Uma pergunta frequentemente feita por aqueles que mantêm a posição da Graça Livre é Por que a Salvação pelo Senhorio é tão popular? A posição da Graça Livre ensina a salvação pela graça através da fé somente em Cristo, significando que uma pessoa não salva não pode fazer nada ou assumir qualquer compromisso (como se submeter a Jesus como o Mestre de sua vida) para ser salva, e isso significa crer, ser convencido ou persuadido da verdade do evangelho.

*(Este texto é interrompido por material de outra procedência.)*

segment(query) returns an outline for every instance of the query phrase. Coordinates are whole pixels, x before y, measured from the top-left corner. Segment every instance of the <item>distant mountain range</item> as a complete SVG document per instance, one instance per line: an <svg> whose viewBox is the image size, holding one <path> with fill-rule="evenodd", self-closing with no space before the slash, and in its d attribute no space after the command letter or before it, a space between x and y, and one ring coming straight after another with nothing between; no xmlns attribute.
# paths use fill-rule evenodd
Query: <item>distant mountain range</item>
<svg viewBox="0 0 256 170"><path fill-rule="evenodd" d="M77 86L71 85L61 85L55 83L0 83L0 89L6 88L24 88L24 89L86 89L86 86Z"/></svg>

A visão do Senhorio de Jesus se opõe à posição da Graça Livre, ensinando que uma pessoa não salva deve crer em Jesus Cristo como Salvador e se submeter a Ele como Senhor (ou Mestre) de sua vida. Eles ensinam que crer inclui submissão, compromisso e obediência. Embora respostas bíblicas específicas possam ser dadas (veja GraceNotes anteriores), aqui simplesmente declaramos algumas razões pelas quais a Salvação pelo Senhorio é tão popular.

Escritura mal interpretada. A falha em distinguir entre as passagens da Bíblia que dizem respeito à salvação e aquelas que dizem respeito à vida cristã (ou discipulado) leva muitos a uma visão do Senhorio. Confundem questões de justificação e santificação, o que faz com que o "evangelho" do Senhorio inclua muitas condições de compromisso e obediência. Infelizmente, isso acrescenta mérito humano ao evangelho. Pregar esses textos como condições para a salvação pode produzir mais compromisso externo, mas também induz culpa e dúvida.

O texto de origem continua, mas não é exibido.